Page MenuHomePhabricator

rack/setup/install cloudcontrol2001-dev & cloudvirt200[123]-dev
Open, NormalPublic

Description

This task will cover the racking, setup, and installation of 4 new cloud-dev hosts purchased on T210781.

Hostname Proposal:

This should be confirmed by cloud-services-team!

T210781 states that the order for it covers: 1 x cloudcontrol2xxx-dev & 1-3 x cloudvirt2xxx-dev. There are NO cloudanything-dev in codfw at present, so these will have the following hostnames:

cloudcontrol2001-dev
cloudvirt2001-dev
cloudvirt2002-dev
cloudvirt2003-dev

Racking Proposal:
This should be confirmed by netops and/or cloud-services-team!

@RobH is making a number of assumptions here, and will need both netops and cloud-services-team to confirm things before @Papaul spends time racking the cloudvirt200[1-3]-dev hosts.

cloudcontrol2001-dev: cloudcontrol100[34] in eqiad are in the public vlan, since it appears they need to interact with both the cloudvirt hosts, and the rest of the world. So cloudcontrol2001-dev can be racked in any 1G rack in ANY row, since it will be placed in the public vlan.
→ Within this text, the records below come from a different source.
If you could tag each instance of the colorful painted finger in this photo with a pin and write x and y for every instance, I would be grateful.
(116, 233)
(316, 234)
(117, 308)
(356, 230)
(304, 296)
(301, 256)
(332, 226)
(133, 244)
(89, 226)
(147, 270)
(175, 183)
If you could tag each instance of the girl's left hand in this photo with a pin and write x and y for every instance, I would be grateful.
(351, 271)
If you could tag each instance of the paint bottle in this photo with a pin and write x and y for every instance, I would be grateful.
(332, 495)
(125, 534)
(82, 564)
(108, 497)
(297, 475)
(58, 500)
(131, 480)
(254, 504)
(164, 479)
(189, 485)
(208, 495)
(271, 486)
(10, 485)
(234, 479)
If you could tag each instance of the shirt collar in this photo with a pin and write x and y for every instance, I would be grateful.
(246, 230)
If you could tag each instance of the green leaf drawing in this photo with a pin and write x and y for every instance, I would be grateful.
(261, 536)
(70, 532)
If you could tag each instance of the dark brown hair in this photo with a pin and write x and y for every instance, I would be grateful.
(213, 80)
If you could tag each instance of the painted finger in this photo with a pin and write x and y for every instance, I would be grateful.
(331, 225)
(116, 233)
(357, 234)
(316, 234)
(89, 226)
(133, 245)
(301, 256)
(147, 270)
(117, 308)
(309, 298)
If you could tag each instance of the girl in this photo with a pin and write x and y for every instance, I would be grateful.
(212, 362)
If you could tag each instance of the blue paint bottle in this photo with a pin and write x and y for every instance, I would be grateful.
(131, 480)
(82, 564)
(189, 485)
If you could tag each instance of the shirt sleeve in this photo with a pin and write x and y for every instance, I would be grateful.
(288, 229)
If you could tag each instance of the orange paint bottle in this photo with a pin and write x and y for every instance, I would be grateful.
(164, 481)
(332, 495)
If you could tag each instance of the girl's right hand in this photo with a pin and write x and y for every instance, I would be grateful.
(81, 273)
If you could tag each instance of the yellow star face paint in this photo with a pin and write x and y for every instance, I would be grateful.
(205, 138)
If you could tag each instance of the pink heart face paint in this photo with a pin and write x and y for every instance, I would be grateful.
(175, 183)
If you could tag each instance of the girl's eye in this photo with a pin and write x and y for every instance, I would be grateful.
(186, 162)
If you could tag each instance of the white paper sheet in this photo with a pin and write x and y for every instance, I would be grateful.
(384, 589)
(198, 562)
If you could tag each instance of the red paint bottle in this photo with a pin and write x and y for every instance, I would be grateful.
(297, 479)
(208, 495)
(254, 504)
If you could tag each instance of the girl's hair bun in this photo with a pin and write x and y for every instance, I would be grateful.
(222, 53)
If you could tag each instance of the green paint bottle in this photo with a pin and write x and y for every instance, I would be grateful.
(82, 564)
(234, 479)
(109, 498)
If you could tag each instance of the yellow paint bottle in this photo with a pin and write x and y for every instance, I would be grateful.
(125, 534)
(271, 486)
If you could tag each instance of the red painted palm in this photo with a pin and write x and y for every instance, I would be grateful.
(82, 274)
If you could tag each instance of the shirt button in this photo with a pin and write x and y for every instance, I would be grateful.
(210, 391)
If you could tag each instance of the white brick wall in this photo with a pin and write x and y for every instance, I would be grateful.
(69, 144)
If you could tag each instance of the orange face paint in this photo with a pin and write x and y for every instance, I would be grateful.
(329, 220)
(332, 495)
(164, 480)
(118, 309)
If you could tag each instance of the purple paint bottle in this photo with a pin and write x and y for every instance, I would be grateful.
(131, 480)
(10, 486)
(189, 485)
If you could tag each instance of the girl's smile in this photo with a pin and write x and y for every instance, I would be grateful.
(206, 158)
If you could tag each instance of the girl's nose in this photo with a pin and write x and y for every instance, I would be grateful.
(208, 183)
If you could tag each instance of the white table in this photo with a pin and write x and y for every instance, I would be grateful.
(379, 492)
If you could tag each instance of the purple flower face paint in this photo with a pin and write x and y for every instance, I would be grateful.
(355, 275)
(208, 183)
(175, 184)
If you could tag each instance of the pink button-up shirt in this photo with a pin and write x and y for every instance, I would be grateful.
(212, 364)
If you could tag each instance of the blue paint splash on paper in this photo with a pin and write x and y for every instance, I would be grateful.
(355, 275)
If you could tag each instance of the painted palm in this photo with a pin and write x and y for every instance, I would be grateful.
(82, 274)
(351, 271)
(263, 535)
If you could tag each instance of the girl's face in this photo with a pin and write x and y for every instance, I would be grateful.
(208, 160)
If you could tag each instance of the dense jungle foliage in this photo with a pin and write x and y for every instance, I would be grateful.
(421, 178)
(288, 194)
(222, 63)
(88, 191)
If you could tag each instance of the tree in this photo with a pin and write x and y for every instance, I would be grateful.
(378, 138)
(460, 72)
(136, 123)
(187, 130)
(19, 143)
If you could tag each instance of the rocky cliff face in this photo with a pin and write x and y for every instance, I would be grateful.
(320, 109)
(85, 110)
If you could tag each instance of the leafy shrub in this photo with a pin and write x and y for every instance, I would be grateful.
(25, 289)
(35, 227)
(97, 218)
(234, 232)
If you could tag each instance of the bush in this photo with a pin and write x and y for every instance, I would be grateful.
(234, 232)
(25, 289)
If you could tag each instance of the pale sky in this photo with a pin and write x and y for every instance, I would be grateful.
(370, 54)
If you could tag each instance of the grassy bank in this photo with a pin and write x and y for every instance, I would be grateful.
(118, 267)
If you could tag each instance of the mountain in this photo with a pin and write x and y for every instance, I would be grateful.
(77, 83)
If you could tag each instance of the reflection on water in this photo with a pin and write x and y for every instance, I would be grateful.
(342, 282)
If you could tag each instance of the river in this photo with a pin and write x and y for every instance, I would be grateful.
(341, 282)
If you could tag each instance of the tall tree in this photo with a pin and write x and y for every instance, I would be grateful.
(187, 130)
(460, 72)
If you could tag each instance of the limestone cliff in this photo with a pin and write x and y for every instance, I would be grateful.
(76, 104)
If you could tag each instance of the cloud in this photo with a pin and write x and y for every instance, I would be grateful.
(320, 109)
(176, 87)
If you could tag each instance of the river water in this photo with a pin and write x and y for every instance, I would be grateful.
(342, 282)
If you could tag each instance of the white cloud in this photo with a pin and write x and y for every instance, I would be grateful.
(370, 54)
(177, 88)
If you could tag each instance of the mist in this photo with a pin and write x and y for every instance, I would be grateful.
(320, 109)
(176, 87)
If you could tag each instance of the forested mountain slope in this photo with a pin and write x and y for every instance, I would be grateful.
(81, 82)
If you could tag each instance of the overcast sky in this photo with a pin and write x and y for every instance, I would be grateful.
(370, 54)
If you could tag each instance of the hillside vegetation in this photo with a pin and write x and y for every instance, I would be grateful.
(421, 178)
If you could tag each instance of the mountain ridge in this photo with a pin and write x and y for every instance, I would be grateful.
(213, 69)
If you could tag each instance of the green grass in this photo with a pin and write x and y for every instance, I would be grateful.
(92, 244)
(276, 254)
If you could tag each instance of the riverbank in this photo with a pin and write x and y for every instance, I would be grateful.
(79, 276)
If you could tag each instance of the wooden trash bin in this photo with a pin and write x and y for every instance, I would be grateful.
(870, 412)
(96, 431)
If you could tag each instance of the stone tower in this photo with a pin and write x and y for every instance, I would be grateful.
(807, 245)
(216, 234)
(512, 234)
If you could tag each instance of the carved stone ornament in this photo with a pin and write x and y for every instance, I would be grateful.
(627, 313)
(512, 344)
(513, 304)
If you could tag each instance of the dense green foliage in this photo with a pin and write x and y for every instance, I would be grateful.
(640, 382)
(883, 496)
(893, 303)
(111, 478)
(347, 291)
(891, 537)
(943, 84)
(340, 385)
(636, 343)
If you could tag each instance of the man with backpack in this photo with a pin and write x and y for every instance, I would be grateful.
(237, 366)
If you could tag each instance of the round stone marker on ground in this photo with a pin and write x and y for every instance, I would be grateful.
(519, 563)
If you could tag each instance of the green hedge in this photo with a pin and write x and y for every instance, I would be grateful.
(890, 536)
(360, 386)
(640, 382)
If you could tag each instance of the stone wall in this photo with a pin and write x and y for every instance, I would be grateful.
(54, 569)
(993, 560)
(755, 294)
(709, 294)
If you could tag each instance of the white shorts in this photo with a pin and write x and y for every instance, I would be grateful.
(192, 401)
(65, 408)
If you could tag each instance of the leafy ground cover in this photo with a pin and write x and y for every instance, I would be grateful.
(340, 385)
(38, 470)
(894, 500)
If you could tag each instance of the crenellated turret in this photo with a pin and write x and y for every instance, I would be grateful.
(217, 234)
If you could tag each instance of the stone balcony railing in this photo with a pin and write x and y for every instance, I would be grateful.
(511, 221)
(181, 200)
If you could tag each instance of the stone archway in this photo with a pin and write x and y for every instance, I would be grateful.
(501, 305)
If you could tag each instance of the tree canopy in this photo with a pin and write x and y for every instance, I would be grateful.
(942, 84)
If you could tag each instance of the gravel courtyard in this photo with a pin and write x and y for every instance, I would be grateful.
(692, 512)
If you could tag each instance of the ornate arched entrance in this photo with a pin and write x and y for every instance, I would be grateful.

Don't rack in c1-codfw, since it has the system that will be counterpoint system.

cloudvirt200[1-3]-dev: cloudvirts have to be in a row that has both the cloud-hosts1 and cloud-instances[12] vlans for proper networking support. Row B in eqiad has those vlans on the switch and they are in use (while they aren't in use on other rows), so it seems row B is the row to put all cloudvirts on in codfw.

cloudcontrol2001-dev:

  • - receive in system on procurement task T210781
  • - rack system with proposed racking plan (see above) & update netbox (include all system info plus location) (B1)
  • - bios/drac/serial setup/testing
  • - mgmt dns entries added for both asset tag and hostname
  • - network port setup (description, enable, vlan)
    • end on-site specific steps
  • - production dns entries added
  • - operations/puppet update (install_server at minimum, other files if possible) (raid1.cfg)
  • - OS installation
  • - puppet accept/initial run
  • - handoff for service implementation

cloudvirt2001-dev:

  • - receive in system on procurement task T210781
  • - rack system with proposed racking plan (see above) & update netbox (include all system info plus location) (B3)
  • - please ensure BOTH 1G interfaces are hooked up. cloudvirts use the first interface for the OS/host and the second interface for instance traffic.
  • - bios/drac/serial setup/testing
  • - mgmt dns entries added for both asset tag and hostname
  • - network port setup (description, enable, vlan)
    • end on-site specific steps
  • - production dns entries added
  • - operations/puppet update (install_server at minimum, other files if possible) (raid1.cfg)
  • - OS installation
  • - puppet accept/initial run
  • - handoff for service implementation

cloudvirt2002-dev:

  • - receive in system on procurement task T210781
  • - rack system with proposed racking plan (see above) & update netbox (include all system info plus location) (B5)
  • - please ensure BOTH 1G interfaces are hooked up. cloudvirts use the first interface for the OS/host and the second interface for instance traffic.
  • - bios/drac/serial setup/testing
  • - mgmt dns entries added for both asset tag and hostname
  • - network port setup (description, enable, vlan)
    • end on-site specific steps
  • - production dns entries added
  • - operations/puppet update (install_server at minimum, other files if possible) (raid1.cfg)
  • - OS installation
  • - puppet accept/initial run
  • - handoff for service implementation

cloudvirt2003-dev:

  • - receive in system on procurement task T210781
  • - rack system with proposed racking plan (see above) & update netbox (include all system info plus location) (B8)
  • - please ensure BOTH 1G interfaces are hooked up. cloudvirts use the first interface for the OS/host and the second interface for instance traffic.
  • - bios/drac/serial setup/testing
  • - mgmt dns entries added for both asset tag and hostname
  • - network port setup (description, enable, vlan)
    • end on-site specific steps
  • - production dns entries added
  • - operations/puppet update (install_server at minimum, other files if possible) (raid1.cfg)
  • - OS installation
  • - puppet accept/initial run
  • - handoff for service implementation

Event Timeline

RobH created this task.Jan 23 2019, 12:08 AM
RobH triaged this task as Normal priority.
Restricted Application added a subscriber: Aklapper. · View Herald TranscriptJan 23 2019, 12:08 AM
RobH added a subscriber: ayounsi.Jan 23 2019, 12:14 AM

Ok, just confirmed with @ayounsi that row B is the row for cloudvirt hosts!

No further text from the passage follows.